The area of the Southern Tutchone includes Whitehorse, Haines Junction, and Burwash Landing.

Upper Tanana
Only a small part of the lands originally held by the Upper Tanana remains in Yukon today. Traditionally, their lands included the headwaters of the Tanana River in Alaska, and a portion of the White River in Yukon.

Upper Tanana speakers in Yukon live in the far west, in the Beaver Creek area. Members of the Upper Tanana belong to the White River First Nations.

Kaska
The Kaska language is part of the Na-Dene (Athapaskan) language group which is spread over Western Canada, Alaska and southeastern United States. Of all neighbouring people, the Kaska are most closely related to the Slavey of the Northwest Territories.

The Kaska live in the mountainous headwaters of the Pelly and Liard Rivers in the eastern Yukon. They hunted caribou, moose and Dall sheep, and traded furs with coastal First Nations.

The Kaska language has lost its natural and everyday use as the language of the home and work place. Elders and those who do traditional work on the land still speak the native language, mostly among friends and family.

Today most Kaska live in the communities of Ross River, Upper Liard and Lower Post. There are two First Nations within the Kaska region - Liard First Nation and the Ross River Dena Council.

Tagish
Yukon's southern lakes are the traditional territory of the Tagish people, once a large nation. Their yearly rounds followed the movements of moose, woodland caribou, sheep and fish.

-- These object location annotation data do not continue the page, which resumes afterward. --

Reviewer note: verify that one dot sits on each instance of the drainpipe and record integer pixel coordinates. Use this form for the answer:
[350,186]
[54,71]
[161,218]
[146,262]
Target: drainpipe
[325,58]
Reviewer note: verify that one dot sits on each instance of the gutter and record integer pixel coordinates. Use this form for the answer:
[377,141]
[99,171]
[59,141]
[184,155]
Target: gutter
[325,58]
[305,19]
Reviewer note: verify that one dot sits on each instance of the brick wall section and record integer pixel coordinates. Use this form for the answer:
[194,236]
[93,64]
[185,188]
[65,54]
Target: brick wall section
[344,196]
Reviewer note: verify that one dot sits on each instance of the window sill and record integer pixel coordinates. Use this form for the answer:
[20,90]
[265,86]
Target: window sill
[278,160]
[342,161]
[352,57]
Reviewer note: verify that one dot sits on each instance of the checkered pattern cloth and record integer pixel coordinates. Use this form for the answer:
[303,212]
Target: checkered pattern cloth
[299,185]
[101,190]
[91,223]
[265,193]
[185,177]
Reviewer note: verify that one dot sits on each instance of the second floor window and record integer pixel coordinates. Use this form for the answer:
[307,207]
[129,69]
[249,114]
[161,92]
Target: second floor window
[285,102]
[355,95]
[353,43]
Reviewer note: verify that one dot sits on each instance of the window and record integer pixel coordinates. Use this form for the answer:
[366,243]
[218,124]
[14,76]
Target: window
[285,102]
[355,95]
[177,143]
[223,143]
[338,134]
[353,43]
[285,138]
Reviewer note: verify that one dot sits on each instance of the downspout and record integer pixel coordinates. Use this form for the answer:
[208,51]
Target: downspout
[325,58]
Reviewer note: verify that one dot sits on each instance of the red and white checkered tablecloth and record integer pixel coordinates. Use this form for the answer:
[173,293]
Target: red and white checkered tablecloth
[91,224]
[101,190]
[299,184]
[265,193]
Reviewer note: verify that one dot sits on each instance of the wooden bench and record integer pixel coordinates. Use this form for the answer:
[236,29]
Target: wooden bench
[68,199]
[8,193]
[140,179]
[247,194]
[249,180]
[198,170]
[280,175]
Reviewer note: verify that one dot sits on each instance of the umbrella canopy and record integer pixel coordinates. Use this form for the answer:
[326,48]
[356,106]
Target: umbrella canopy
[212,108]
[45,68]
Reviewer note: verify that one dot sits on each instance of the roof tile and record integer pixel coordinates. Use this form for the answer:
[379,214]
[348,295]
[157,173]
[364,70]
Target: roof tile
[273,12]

In the 1800s, they were drawn into the fur trade, acting as middlemen between the coastal Tlingit and inland Kaska and Tutchone. Over time, many Tagish people adopted the Tlingit social customs. Today, members of the Carcross-Tagish First Nation live in the Carcross area south of Whitehorse.

Tlingit
Coastal Tlingit people were the main players in the trade economy of the late 19th century and early 20th century in Yukon. Over the past 100 years, the inland Tlingit migrated into southern Yukon from the Taku River area on the Alaskan coast. They came to the interior to trade with the Athapaskans.

As a result of their trading activities, many of the interior Athapaskan people came to understand and speak the Tlingit language.

Gradually, permanent settlements of the Tlingit evolved in what is now southwestern Yukon and northern British Columbia. These main communities are Teslin, Carcross, and Atlin (in northern British Columbia).

Today, only a few elders speak Tlingit actively. With efforts being made at cultural revivals such as dancing, singing and re-assigning Tlingit geographical place names, there is an increase in the use of Tlingit words on the part of many community members.


Yukon's Francophone Community

Yukon is home to francophones from all over Canada and Europe. During the goldrush, a significant number arrived in Dawson City from Québec. Their contribution as traders, trappers and miners are remembered in place names and geographic names, from La Pierre House in the north to Lake Laberge in the south.

While there are fewer francophones today than there were at the end of the last century, a significant number of Yukoners claim French ancestory and a small but growing number speak French as a first language.

The francophone community is responsible for French first language education in Yukon and operates its own elected school board, la Commission scolaire francophone. Pre-school students have access to a francophone daycare, la Garderie du petit cheval blanc.

A vibrant community association, the Association franco-yukonnaise, is actively engaged in promoting and offering French language services from its own community centre. The community also has a French-language bi-weekly newspaper, l’Aurore boréale.